Elle avoue même s’être mise à fuir les sites de rencontres pour cougars à cause de ce malentendu. «Ces sites attirent des gars qui surfent sur Internet juste pour le sexe. Et j’en ai eu marre, ajoute-t-elle. Je voulais faire de vraies rencontres. C’était trop dur de trouver de jeunes hommes qui voulaient réellement connaître des femmes plus âgées. C’était rendu au point où je devais dire aux hommes qui me demandaient ma photo de ne pas m’envoyer celle de leur pénis en échange!
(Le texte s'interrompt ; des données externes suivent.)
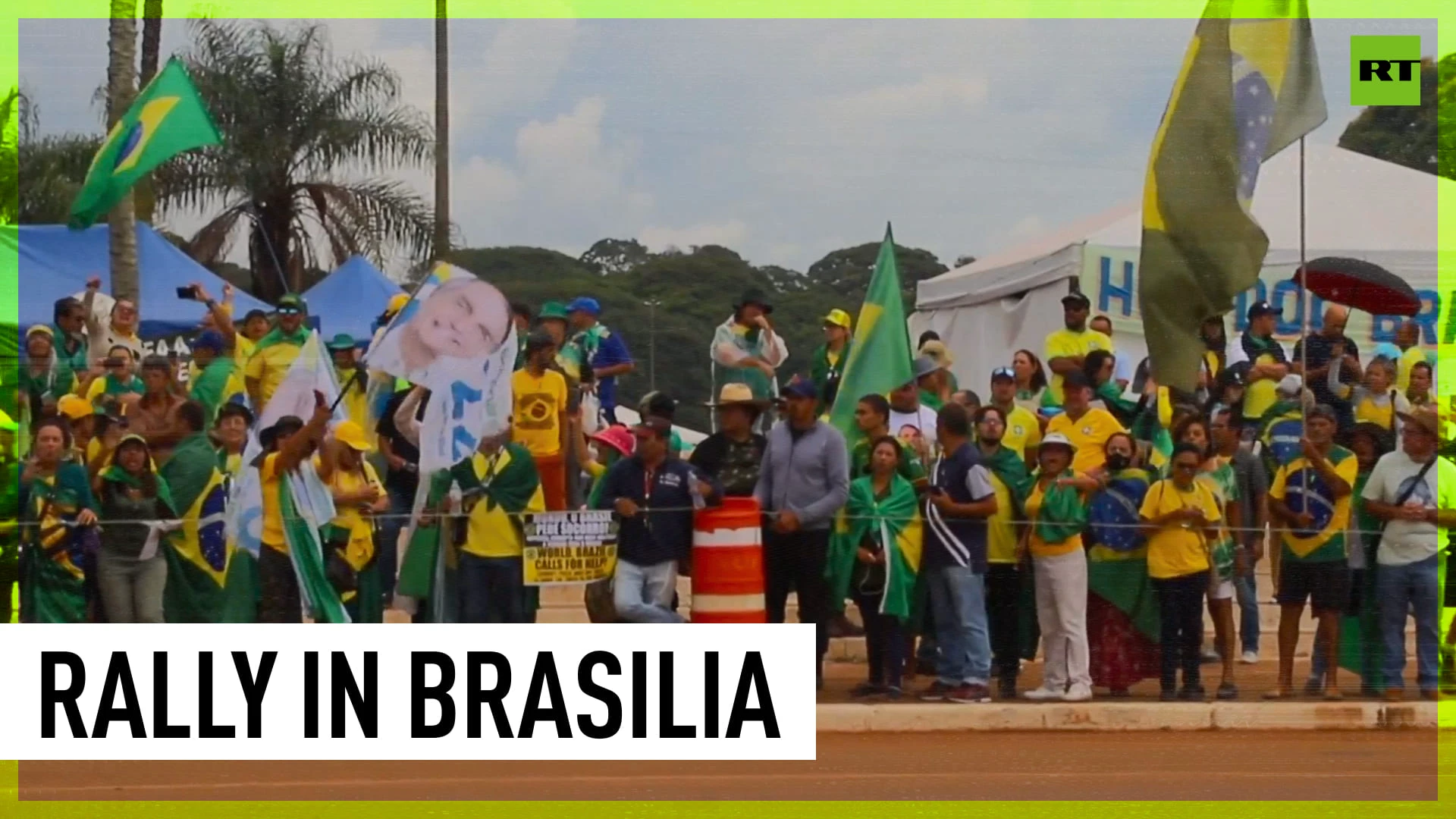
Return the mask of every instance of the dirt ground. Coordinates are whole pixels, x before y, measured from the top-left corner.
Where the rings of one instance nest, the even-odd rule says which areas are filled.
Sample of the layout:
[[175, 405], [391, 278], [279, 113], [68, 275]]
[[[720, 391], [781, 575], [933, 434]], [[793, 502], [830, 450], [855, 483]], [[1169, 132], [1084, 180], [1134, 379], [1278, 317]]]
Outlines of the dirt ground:
[[[1406, 663], [1405, 669], [1405, 697], [1409, 701], [1418, 698], [1418, 689], [1415, 686], [1415, 663], [1414, 660]], [[1016, 681], [1018, 694], [1029, 688], [1037, 688], [1041, 685], [1041, 670], [1042, 665], [1040, 662], [1024, 663], [1021, 676]], [[1208, 700], [1213, 700], [1214, 691], [1219, 688], [1219, 681], [1223, 675], [1222, 663], [1204, 663], [1200, 667], [1203, 675], [1203, 686], [1208, 694]], [[850, 702], [849, 689], [855, 685], [863, 682], [866, 673], [866, 666], [863, 663], [827, 663], [824, 666], [824, 689], [820, 692], [820, 702]], [[1294, 659], [1294, 689], [1300, 700], [1315, 701], [1318, 698], [1303, 697], [1305, 681], [1309, 678], [1309, 657]], [[1182, 679], [1179, 676], [1179, 679]], [[1348, 700], [1379, 700], [1376, 697], [1361, 697], [1360, 694], [1360, 676], [1341, 670], [1335, 678], [1341, 694]], [[1278, 681], [1278, 660], [1259, 660], [1254, 665], [1235, 663], [1233, 665], [1233, 683], [1239, 688], [1241, 702], [1255, 702], [1264, 697], [1265, 691], [1271, 691], [1274, 683]], [[911, 681], [906, 681], [907, 697], [901, 700], [903, 702], [914, 702], [914, 692], [922, 691], [930, 685], [932, 678], [917, 676]], [[1117, 701], [1117, 702], [1150, 702], [1158, 700], [1158, 679], [1144, 679], [1128, 689], [1128, 697], [1124, 700], [1112, 700], [1111, 694], [1105, 688], [1093, 688], [1092, 694], [1098, 701]], [[996, 688], [992, 686], [992, 695], [996, 695]], [[879, 702], [882, 700], [874, 700]]]
[[20, 764], [25, 800], [1436, 797], [1434, 730], [820, 734], [814, 762]]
Sur ce type de sites, ces comportements semblent normaux…»

Photo: Madonna, 53 ans et Brahim Zaibat, 24 ans

Les cougars se rebiffent

Prenant le contrepied de tous les sites qui hypersexualisent les cougars, la New-Yorkaise d’origine canadienne Linda Franklin a, quant à elle, fondé le site therealcougarwoman.com. Propret, plus riche en conseils qu’en décolletés, le site encourage d’abord et avant tout les cougars à s’épanouir et à se réaliser. Trucs beauté, conseils financiers, nutrition, exercice, ménopause: les sujets abordés n’ont rien pour alimenter les fantasmes des lionceaux. Énervée par le cliché de la cougar libidineuse qui passe son temps à courir après des minots, Linda Franklin voudrait redéfinir le terme. «Dans la vraie vie, dit-elle, une cougar est une femme forte, indépendante sur le plan financier et dans tous les autres aspects de sa vie. (…) Elle aime les hommes, oui, mais elle refuse d’être définie par l’âge du compagnon qu’elle a choisi.»
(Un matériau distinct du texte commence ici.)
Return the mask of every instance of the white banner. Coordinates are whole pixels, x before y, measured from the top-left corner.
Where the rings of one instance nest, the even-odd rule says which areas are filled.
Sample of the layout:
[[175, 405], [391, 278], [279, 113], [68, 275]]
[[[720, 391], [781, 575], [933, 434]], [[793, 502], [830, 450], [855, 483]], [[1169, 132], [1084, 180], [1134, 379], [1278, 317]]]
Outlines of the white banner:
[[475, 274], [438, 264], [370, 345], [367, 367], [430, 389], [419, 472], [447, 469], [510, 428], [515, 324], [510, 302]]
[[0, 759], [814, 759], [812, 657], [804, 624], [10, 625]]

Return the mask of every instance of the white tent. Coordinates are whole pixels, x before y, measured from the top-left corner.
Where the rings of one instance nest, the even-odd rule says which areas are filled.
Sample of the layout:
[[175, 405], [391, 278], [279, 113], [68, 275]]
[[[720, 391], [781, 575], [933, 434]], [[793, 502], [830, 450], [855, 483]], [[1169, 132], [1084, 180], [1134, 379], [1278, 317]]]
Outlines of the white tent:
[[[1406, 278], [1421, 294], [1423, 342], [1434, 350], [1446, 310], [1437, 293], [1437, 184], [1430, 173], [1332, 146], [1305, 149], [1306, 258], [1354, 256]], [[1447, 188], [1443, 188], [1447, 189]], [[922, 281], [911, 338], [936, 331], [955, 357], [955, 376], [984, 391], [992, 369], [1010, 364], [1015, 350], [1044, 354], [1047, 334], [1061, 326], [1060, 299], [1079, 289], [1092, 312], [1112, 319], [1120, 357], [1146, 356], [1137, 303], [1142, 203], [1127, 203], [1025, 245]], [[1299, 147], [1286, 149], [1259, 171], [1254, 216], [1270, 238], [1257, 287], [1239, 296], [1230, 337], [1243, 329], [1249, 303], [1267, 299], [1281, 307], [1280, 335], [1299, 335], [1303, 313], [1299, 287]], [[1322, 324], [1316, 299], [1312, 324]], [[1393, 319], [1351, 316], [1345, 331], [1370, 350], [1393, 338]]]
Cette femme d’affaires qui travaillait à Wall Street avant de changer de carrière à l’orée de la cinquantaine est convaincue que si le mot «cougar» a souvent une connotation négative, c’est d’abord parce que les femmes qui ont du pouvoir et qui sont sûres d’elles effraient les hommes. «Il n’y a qu’à regarder les personnalités qui sortent avec des gars plus jeunes, poursuit-elle. Katie Couric, Madonna, Susan Sarandon: ce sont toutes des femmes qui ont du succès, qui sont indépendantes, qui ont confiance en elles, qui sont belles et sexys. Il y a des gens qui ne supportent pas ça!» Mais Linda Franklin ne désespère pas. Elle croit que l’image des cougars va évoluer avec le temps. Lentement, mais sûrement…

Kim Cattrall sort ses griffes!

L’actrice Kim Cattrall aurait sans doute pu devenir la cougar canadienne la plus célèbre qui soit en jouant le rôle de Samantha Jones (la croqueuse de jeunots dans Sex and the City). Sauf que le concept même l’horripile. En 2010, elle a affirmé avoir refusé de poser pour la couverture d’un magazine parce qu’on voulait la photographier en compagnie d’un (vrai) cougar. «J’ai décliné l’offre parce que je trouvais ça insultant», avait-elle confié à l’époque. «Je ne supporte par le terme « cougar ». J’estime qu’il a une connotation négative et je ne vois pas ce que Samantha, sa sexualité, sa sensualité et ses choix ont de négatif.» À ses yeux, un peu comme pour Linda Franklin, cette appellation a été inventée par des gens qui n’apprécient pas les femmes fortes et déterminées.